Voice/Vision Holocaust Survivor Oral History Archive

Simon Maroko - February 19 & 26, 1986

Thoughts on Religion

Can I stop you for a minute...


and ask you a question about something you said? You said, that was uh, when you still believed in God.


Does that mean you stopped believing it?

I--over a period of perhaps seven or more years gradually quit believing in God. It happened after, it happened let's say around age twenty when during the war, when those things happened. It was definitely not made any easier when I kept on praying and praying uh, as intense and as much as I could for the sake of my, safe return of my family. Uh, and uh, then later on uh, very gradually my religious beliefs were replaced by a more humanist, secular philosophy of life.

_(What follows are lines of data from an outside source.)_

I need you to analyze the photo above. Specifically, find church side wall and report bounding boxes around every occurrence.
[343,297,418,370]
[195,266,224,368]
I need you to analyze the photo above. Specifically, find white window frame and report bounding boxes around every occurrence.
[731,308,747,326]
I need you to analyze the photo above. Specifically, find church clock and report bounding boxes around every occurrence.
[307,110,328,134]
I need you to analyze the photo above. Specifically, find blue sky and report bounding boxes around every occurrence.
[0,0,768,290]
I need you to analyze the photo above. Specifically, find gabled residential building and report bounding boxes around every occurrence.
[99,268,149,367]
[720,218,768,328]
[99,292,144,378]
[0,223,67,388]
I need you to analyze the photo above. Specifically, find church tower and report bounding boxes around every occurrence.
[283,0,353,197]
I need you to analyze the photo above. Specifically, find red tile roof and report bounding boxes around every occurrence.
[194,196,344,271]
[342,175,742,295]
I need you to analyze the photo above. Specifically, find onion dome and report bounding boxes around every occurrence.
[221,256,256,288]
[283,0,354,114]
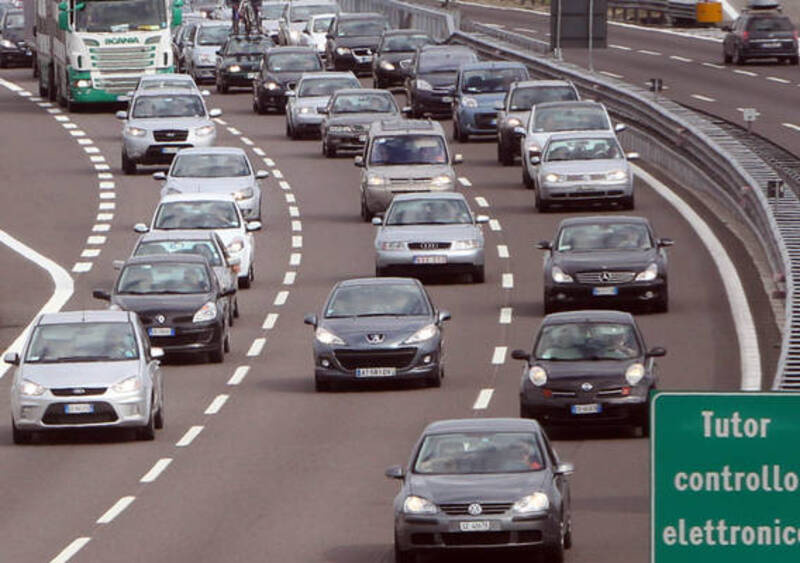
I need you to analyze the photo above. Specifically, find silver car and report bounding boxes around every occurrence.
[286,71,361,139]
[372,193,489,283]
[531,132,639,211]
[3,311,164,444]
[116,90,222,174]
[153,147,269,221]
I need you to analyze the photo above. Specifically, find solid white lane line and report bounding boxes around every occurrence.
[472,389,494,411]
[247,338,267,358]
[97,496,136,524]
[175,426,203,448]
[139,457,172,483]
[203,393,228,414]
[50,537,92,563]
[228,366,250,385]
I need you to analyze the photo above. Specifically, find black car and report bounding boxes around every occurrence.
[216,35,274,94]
[511,311,666,436]
[406,45,478,117]
[722,0,798,65]
[305,278,450,391]
[386,418,574,563]
[538,216,672,313]
[325,13,389,74]
[253,47,323,114]
[372,29,434,88]
[92,254,235,363]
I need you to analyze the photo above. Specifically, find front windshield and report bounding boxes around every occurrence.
[332,94,397,113]
[133,240,222,266]
[385,198,472,226]
[509,86,578,111]
[544,138,622,162]
[325,283,430,319]
[534,322,641,361]
[169,153,250,178]
[154,201,239,230]
[75,0,167,33]
[556,223,653,252]
[369,135,447,165]
[414,432,545,475]
[529,105,611,133]
[25,322,139,363]
[132,94,206,119]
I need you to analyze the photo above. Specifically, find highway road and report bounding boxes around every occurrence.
[0,16,790,563]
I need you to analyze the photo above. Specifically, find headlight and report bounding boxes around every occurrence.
[314,327,344,346]
[111,375,142,393]
[511,493,550,514]
[636,262,658,281]
[403,495,439,514]
[403,324,439,344]
[528,366,547,387]
[550,266,573,283]
[19,379,47,397]
[625,364,644,385]
[192,301,217,323]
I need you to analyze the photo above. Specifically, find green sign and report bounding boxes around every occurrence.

This in spite of the Orthodox upbringing you had.


That must have been a um, a time of mental turmoil of some sort.

Those seven years? It was a turmoil in many different ways. I was extremely depressed uh, after the war. Uh, I, I went uh, one year I stayed in Holland and then I uh, went illegally to Israel and worked for a few month in 1946 there and then I went into the kibbutz. But I--in the kibbutz the, the ultimate uh, point where I would not go to the prayers anymore, would not believe in God anymore occurred.

W...was there ever a point during uh, during or after the war when you stopped feeling that the badge was some sign of...

Of pride?


I've never stopped feeling that uh, David star is a uh, sign, symbol of pride.

So it's not a question of stop, of being, Jewishness...

No, I, I... As I mentioned uh, someone tried to convert me. No deal, I said. Um, being Jewish to me means to belong to that group of people that have so many things in common, history, tradition, a religion up to a certain point in my case. And uh, some people continue that belief, others uh, are Reform, Conservative, others are human secularist. I am uh, probably as liberal as any Jew can be and still consider himself a Jew. It, it's almost like uh, not exactly genetic because we know better than that. But it's uh, it's like an ethnic thing for me. I fought in the Independence War in Israel. I was uh, not religious at that time.